An Application to Child Benefits and Female Labor Supply in Poland

with Filip Premik

Abstract. This paper develops a structural approach to evaluating universal government programs where the lack of appropriate control groups limits the usability of traditional evaluation methods. We ground the analysis in a dynamic discrete choice model of women's labor force participation and search decisions in the presence of child benefits. The structural model generates conditional choice probabilities — the same objects that the Generalized Random Forest estimates non-parametrically from the data, conditioning on 379 observed state variables. This approach combines the causal interpretability of structural models with the flexibility of machine learning methods. We apply the framework to evaluate the effects of Poland's Family 500+ child benefit program on female labor supply. A structural model calibrated to the micro-data generates quantitative predictions — including policy experiments under alternative benefit designs and a welfare analysis — that validate the non-parametric estimates. The program reduced female labor force participation by 2–3 percentage points among eligible women, primarily through discouragement of labor force entry. Forward-looking behavior amplifies the effect fivefold relative to a myopic response, and the entry ATT exhibits strong diminishing returns to benefit generosity.
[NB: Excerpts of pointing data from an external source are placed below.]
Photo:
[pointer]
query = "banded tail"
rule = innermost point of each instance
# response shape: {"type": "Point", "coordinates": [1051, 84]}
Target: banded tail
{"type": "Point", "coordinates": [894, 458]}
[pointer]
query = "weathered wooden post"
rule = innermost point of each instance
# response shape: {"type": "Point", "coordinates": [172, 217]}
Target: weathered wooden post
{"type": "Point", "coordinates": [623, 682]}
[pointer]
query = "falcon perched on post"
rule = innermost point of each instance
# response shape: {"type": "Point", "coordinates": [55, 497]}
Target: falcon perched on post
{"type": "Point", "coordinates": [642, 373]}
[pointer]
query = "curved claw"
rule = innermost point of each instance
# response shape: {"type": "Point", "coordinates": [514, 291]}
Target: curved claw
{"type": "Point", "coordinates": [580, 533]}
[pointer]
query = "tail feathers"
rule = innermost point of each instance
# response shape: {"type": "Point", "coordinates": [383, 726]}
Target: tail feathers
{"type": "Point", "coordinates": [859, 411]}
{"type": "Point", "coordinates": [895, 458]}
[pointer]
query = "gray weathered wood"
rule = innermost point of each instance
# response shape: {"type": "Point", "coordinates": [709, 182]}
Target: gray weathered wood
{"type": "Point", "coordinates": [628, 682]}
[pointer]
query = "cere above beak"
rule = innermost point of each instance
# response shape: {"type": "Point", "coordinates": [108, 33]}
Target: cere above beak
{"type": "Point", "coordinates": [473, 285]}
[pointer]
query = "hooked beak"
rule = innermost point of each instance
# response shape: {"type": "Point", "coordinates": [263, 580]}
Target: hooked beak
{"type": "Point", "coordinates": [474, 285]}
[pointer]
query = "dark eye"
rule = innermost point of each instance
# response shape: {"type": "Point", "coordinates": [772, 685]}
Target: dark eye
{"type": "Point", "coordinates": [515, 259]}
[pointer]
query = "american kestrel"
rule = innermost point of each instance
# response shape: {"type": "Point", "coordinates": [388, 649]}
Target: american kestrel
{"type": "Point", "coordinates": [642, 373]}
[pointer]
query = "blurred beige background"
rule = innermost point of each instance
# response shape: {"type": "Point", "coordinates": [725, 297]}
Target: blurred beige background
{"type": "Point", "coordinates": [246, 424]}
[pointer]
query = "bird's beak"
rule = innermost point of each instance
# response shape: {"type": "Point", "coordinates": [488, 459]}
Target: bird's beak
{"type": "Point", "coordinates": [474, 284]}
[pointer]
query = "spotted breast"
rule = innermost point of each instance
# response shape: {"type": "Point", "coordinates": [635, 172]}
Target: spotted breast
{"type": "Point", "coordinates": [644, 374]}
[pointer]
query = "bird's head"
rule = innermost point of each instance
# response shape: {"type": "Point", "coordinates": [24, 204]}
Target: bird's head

Homeownership as Rental Risk Insurance

with Hasan Cetin

Abstract. Why do households choose to own rather than rent, even when ownership requires large upfront costs and long-term commitments? This paper proposes that homeownership serves as insurance against rental-price risk. Using panel data we document that rental risk rises with age. To quantify the implications of this risk, we develop a life-cycle model in which heterogeneous households choose between renting and owning under income, rent, and house price shocks, subject to borrowing constraints, moving costs, and bequest motives. Because of rental risk, the homeownership rate falls by 0.5 percentage points — indicating that the desire to self-insure against uninsurable rent shocks accounts for a significant share of observed ownership. The mechanism operates primarily through the extensive margin: higher rental volatility encourages transitions into ownership, especially for middle-aged households near the down-payment threshold. These findings highlight a previously underappreciated motive for homeownership and suggest that volatility in rental markets can have first-order effects on tenure decisions and welfare.

Migration Policy in a Spatial Equilibrium Model

with Sean Bassler

Abstract. Should we tax or subsidize migration to more productive but overcrowded cities? This paper investigates the efficiency of the Rosen–Roback model in a spatial equilibrium context with inelastic housing supply and a significant externality in housing markets. As workers move to the most productive cities to capitalize on higher wages, they inadvertently raise housing prices, imposing congestion costs on all residents. This negative externality leads to an inefficient allocation of labor, with too many workers concentrated in high-productivity, high-cost areas. We explore the optimal policy response and find that taxing labor in these congested cities and redistributing workers can improve overall welfare — the optimal labor tax increases welfare by 0.1%. Our calibrated model shows that correcting the externality raises housing consumption by 2.6% while reducing goods consumption and output by 1.2%, emphasizing the trade-offs between migration-driven economic gains and the cost of higher housing prices.